The major sore point comes between games, when you look at your little XP meter and wince. Theoretically, you earn new armour bits, colour schemes and so on by advancing up a battle pass (there is a free and a "premium" paid version of this). But as many have already complained, XP is tied to challenges, or what I like to call "gun homework". Some of these are made to be unavoidable, as simple as "play a match" or "kill three enemies with melee attacks". Others are more complicated. "Destroy a banshee," says one assignment, granting you XPennies for killing an infrequently spawning machine before any of your teammates beat you to it. "Kill someone with the Shock Rifle", says another, encouraging you to camp beside the Shock Rifle dispenser for half the game instead of playing the objective.
Halo's free-to-play peers, such as Splitgate, Apex Legends or COD Warzone, are not always generous. But even they will drip-feed you XP for all sorts of actions. Simply surviving a long time in a battle royale might get you compensation XP, for example. In Halo Infinite, no such luck. You must do your gun homework.
This makes unlocking new bits and/or bobs for your metal man a sluggish treadmill. It's possible to go multiple games without advancing or earning any XP at all. The reward track itself is tight-fisted. Right and left shoulder pads are administered separately. The victory poses are almost indistinguishable and many of the armor attachments add little character. Obviously, this is the developers intentionally leaving room for more exciting stuff to come. But the result is that, while the gun roster is all killer, the armour hall is all filler. Someone on Reddit pointed out that 40 of the 66 items in the free version of the battle pass are challenge swap gizmos. But you should know it is miserly and heel-dragging even to those who pay an extra £8 for the primopass.
That progression system will change as the game saunters onward, 343 Industries have already said. But exactly how it's going to change, who knows? Any significant revamp they're working on could be months away. If you're going in today, I can't recommend buying the octopound battle pass. It's better to turn off the box-ticking part of your brain as much as possible and stubbornly ignore this one clunky cog in an otherwise gunhappy frolic. Your tin man will look like every other tin man, but hey, this is the space army. Think of it as a uniform.
Aside from that, Infinite has done the Halos of old proud. The rhythm of its gun battles, the crossfire and chaos, it's all stupendous stuff. Being the right bruiser in the right place still feels good, as you nab a flag and leap into a waiting Warthog. But there are plenty of smaller joys. Such as the glowing explodey barrels you can pick up and throw, lovingly referred to as "noob cubes". The cool theater mode allows playback of matches down to the smallest detail and lets you swoop a camera around to capture moments from all angles (it's where I've taken these fancy screenshots).

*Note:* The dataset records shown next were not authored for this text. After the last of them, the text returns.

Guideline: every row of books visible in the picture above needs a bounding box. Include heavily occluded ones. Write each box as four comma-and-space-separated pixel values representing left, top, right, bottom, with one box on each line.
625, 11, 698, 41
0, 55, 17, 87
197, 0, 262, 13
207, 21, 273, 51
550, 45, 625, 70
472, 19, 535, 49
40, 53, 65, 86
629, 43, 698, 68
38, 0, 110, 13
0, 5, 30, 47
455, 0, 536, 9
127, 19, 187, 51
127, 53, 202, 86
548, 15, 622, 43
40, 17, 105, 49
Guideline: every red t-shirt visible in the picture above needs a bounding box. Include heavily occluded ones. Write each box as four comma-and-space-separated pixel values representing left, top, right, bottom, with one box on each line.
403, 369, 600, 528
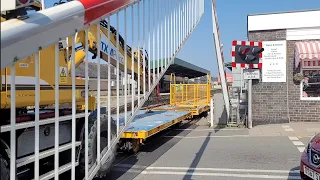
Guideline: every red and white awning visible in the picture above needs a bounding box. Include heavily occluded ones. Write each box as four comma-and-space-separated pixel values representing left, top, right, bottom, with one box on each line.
295, 41, 320, 69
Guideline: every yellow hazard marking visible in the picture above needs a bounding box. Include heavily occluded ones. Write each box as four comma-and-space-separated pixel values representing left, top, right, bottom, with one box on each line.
59, 67, 67, 83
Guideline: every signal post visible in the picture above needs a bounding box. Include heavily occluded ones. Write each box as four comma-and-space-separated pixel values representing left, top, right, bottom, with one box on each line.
231, 40, 264, 129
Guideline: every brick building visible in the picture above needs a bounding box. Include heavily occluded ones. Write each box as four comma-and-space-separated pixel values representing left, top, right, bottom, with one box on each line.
247, 10, 320, 125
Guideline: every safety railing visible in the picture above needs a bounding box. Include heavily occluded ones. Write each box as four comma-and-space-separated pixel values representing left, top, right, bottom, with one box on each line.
170, 84, 210, 107
0, 0, 205, 180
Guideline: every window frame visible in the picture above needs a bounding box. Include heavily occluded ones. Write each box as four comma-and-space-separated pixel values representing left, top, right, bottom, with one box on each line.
300, 65, 320, 101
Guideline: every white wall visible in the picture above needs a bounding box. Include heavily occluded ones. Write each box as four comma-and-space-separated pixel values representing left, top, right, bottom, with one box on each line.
287, 27, 320, 40
248, 10, 320, 31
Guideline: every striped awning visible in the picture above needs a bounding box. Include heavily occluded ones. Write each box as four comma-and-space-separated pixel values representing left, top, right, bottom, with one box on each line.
295, 41, 320, 69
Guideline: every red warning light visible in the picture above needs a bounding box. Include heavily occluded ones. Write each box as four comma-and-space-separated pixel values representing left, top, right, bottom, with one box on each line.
241, 48, 250, 54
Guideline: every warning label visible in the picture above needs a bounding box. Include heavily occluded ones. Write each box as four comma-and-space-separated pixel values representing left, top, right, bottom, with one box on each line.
59, 67, 67, 83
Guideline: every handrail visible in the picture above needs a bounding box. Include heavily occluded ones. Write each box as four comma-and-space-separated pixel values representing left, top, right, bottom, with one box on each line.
1, 0, 140, 68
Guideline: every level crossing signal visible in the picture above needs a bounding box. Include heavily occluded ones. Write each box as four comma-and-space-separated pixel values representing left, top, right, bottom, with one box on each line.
232, 41, 264, 69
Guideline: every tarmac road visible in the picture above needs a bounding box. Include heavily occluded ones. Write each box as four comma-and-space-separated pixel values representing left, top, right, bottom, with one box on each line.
104, 119, 318, 180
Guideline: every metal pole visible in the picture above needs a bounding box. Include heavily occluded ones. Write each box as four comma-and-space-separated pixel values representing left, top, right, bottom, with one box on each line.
211, 0, 230, 120
210, 98, 214, 127
248, 79, 252, 129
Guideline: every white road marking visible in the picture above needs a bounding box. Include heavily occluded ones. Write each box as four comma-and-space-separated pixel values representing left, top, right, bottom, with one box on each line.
289, 136, 299, 141
116, 168, 301, 180
115, 164, 300, 174
163, 135, 250, 139
292, 141, 304, 146
173, 128, 245, 131
297, 147, 305, 152
284, 128, 294, 132
282, 125, 290, 129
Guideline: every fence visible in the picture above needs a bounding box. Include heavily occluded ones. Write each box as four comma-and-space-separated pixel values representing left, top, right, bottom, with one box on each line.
0, 0, 208, 180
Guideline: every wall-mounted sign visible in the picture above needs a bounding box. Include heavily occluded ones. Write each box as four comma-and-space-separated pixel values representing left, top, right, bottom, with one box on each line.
243, 69, 260, 79
262, 40, 287, 82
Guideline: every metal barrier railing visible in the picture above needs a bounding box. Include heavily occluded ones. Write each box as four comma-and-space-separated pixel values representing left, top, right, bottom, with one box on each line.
0, 0, 205, 180
170, 84, 210, 107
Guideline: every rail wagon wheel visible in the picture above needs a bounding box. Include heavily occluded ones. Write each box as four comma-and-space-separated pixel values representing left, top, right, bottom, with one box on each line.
131, 139, 140, 154
79, 115, 117, 178
0, 154, 10, 180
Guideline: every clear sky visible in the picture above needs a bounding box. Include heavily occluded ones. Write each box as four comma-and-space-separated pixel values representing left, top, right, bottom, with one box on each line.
45, 0, 320, 77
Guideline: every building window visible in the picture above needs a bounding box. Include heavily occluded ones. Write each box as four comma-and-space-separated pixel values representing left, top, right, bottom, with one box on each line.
295, 41, 320, 101
301, 69, 320, 100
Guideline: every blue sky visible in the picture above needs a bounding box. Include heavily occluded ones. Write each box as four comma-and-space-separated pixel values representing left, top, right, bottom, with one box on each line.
45, 0, 320, 76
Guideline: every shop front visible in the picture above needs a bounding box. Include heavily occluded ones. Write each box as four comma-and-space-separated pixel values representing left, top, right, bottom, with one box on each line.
248, 10, 320, 126
294, 41, 320, 101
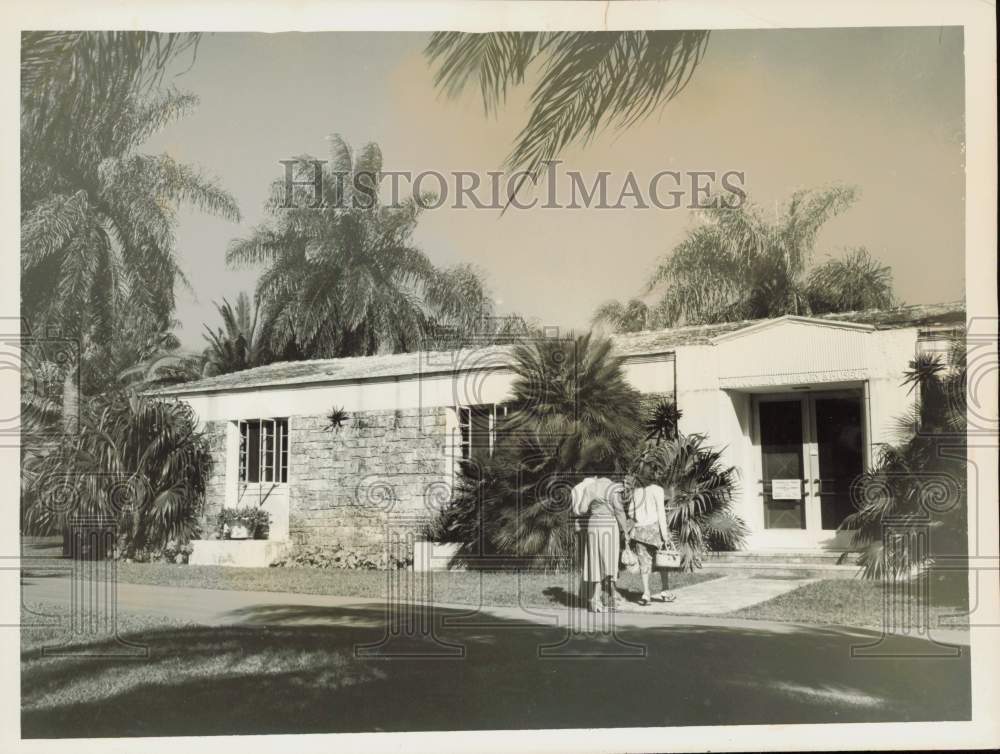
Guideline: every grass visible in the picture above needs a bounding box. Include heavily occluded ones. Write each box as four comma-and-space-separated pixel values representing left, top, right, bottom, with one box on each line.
727, 579, 968, 629
25, 541, 968, 629
24, 540, 720, 607
21, 592, 970, 738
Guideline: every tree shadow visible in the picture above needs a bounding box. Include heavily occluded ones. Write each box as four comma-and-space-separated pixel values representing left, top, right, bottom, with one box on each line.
22, 600, 970, 738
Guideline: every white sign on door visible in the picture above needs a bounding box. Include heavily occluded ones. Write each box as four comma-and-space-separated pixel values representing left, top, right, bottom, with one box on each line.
771, 479, 802, 500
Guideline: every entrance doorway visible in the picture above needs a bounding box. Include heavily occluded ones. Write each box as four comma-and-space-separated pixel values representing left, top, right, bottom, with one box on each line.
755, 390, 866, 535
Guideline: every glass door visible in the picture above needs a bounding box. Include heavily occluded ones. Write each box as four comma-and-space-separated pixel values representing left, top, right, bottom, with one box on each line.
757, 398, 806, 529
757, 391, 865, 534
809, 395, 864, 530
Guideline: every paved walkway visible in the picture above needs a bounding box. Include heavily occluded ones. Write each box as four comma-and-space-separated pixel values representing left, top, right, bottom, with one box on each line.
21, 576, 969, 645
623, 576, 817, 615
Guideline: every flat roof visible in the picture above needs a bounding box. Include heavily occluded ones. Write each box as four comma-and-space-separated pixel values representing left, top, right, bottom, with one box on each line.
144, 302, 965, 395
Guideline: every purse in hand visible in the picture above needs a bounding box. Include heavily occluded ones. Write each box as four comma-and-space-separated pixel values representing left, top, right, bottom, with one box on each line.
621, 545, 639, 573
653, 539, 681, 568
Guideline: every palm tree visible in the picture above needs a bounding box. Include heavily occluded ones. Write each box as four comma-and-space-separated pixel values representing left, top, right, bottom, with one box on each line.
645, 399, 684, 445
21, 392, 212, 557
632, 435, 749, 571
841, 337, 968, 579
21, 86, 240, 340
205, 291, 272, 375
435, 334, 641, 565
806, 248, 896, 314
227, 136, 492, 358
425, 31, 709, 185
592, 298, 650, 332
21, 31, 201, 151
21, 32, 239, 417
646, 186, 891, 327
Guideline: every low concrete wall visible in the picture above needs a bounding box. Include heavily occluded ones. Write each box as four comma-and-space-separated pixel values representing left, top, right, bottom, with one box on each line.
188, 539, 289, 568
413, 540, 464, 572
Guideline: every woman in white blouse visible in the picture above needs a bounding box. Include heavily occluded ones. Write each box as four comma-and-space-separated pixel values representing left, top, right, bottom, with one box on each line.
625, 476, 676, 606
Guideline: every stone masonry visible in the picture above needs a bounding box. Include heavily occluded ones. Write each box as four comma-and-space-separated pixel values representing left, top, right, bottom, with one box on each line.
202, 408, 451, 555
288, 408, 450, 554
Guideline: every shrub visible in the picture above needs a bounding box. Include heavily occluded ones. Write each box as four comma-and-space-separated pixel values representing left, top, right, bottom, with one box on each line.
21, 392, 211, 558
632, 434, 748, 571
841, 338, 968, 579
215, 506, 271, 539
271, 543, 413, 571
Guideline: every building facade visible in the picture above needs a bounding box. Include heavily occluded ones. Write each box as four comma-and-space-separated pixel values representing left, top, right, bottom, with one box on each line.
151, 304, 965, 552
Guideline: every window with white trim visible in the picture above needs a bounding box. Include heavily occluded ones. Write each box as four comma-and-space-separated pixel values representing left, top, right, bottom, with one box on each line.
239, 419, 288, 484
458, 403, 514, 460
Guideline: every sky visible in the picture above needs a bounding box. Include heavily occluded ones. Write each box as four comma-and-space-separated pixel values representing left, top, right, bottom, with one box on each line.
144, 27, 965, 350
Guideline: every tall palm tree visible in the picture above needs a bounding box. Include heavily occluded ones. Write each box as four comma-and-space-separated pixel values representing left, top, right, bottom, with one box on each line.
425, 31, 709, 185
632, 186, 891, 327
21, 85, 240, 339
204, 291, 272, 375
21, 392, 212, 557
21, 31, 201, 151
232, 135, 492, 358
442, 334, 642, 565
632, 434, 749, 571
21, 32, 239, 417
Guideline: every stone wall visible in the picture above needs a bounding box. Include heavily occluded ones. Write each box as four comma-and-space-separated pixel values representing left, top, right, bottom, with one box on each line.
288, 408, 450, 554
200, 421, 228, 539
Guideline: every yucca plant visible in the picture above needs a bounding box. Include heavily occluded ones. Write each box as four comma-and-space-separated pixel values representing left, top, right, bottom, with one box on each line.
632, 434, 749, 571
437, 335, 642, 565
841, 337, 968, 579
645, 399, 684, 443
22, 392, 211, 557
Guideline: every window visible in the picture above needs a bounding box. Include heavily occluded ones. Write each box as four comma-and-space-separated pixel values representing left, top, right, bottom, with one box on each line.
458, 403, 514, 460
239, 419, 288, 484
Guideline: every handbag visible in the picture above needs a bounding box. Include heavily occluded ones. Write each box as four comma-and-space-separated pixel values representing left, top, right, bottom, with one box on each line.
621, 545, 639, 573
653, 550, 681, 568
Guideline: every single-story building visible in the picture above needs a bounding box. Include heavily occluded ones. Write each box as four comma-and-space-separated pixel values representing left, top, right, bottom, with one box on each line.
150, 303, 965, 557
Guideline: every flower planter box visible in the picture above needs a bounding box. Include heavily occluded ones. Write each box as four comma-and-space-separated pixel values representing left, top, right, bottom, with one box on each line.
228, 524, 252, 539
188, 539, 291, 568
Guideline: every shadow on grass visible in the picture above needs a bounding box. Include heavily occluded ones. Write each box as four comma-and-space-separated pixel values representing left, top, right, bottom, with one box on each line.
22, 604, 970, 738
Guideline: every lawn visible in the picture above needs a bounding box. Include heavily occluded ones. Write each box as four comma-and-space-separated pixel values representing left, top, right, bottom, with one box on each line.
21, 605, 970, 738
25, 542, 968, 629
729, 579, 969, 629
31, 561, 719, 606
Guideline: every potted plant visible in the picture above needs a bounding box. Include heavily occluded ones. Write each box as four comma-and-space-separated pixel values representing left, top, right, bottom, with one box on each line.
218, 506, 271, 539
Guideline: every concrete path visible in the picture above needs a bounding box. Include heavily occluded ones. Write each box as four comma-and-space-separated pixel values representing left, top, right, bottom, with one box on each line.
622, 576, 817, 615
21, 576, 970, 646
21, 576, 971, 738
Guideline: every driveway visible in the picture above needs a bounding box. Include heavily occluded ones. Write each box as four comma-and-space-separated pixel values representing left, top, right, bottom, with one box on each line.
22, 577, 970, 737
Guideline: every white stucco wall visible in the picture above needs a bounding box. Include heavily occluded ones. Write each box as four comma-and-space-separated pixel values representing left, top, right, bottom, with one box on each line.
170, 318, 918, 549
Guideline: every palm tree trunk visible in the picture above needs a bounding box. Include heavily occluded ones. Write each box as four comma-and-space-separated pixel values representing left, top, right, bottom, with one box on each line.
62, 364, 80, 435
62, 363, 80, 558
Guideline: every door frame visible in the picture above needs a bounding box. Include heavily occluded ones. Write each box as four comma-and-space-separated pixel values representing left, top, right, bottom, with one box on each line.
750, 382, 871, 550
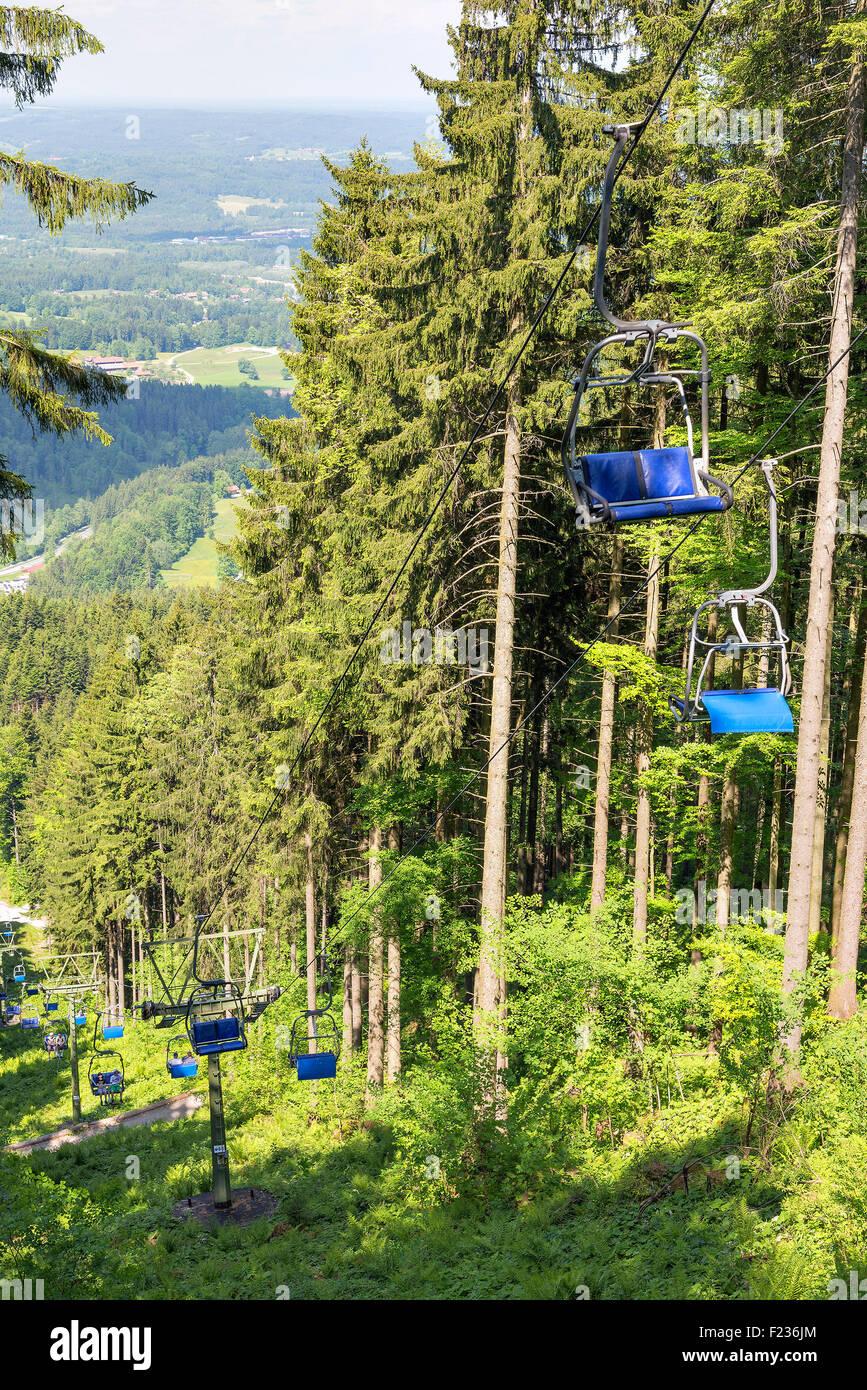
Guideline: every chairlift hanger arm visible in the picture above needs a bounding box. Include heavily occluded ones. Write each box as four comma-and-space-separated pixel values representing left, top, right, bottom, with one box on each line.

In the end, I am a John Halo acolyte, so I am perhaps more forgiving of Infinite's flaws thus far. We'll see how the campaign fares when it comes out next month. But from the perspective of a man who lost his teen years failing to capture flags on Halo 2's Zanzibar, and who likes Mister Chief's idiot oo-rah universe enough to have read actual Halo novels, the multiplayer is as sound and sturdy as a big meaty man in a big metal suit.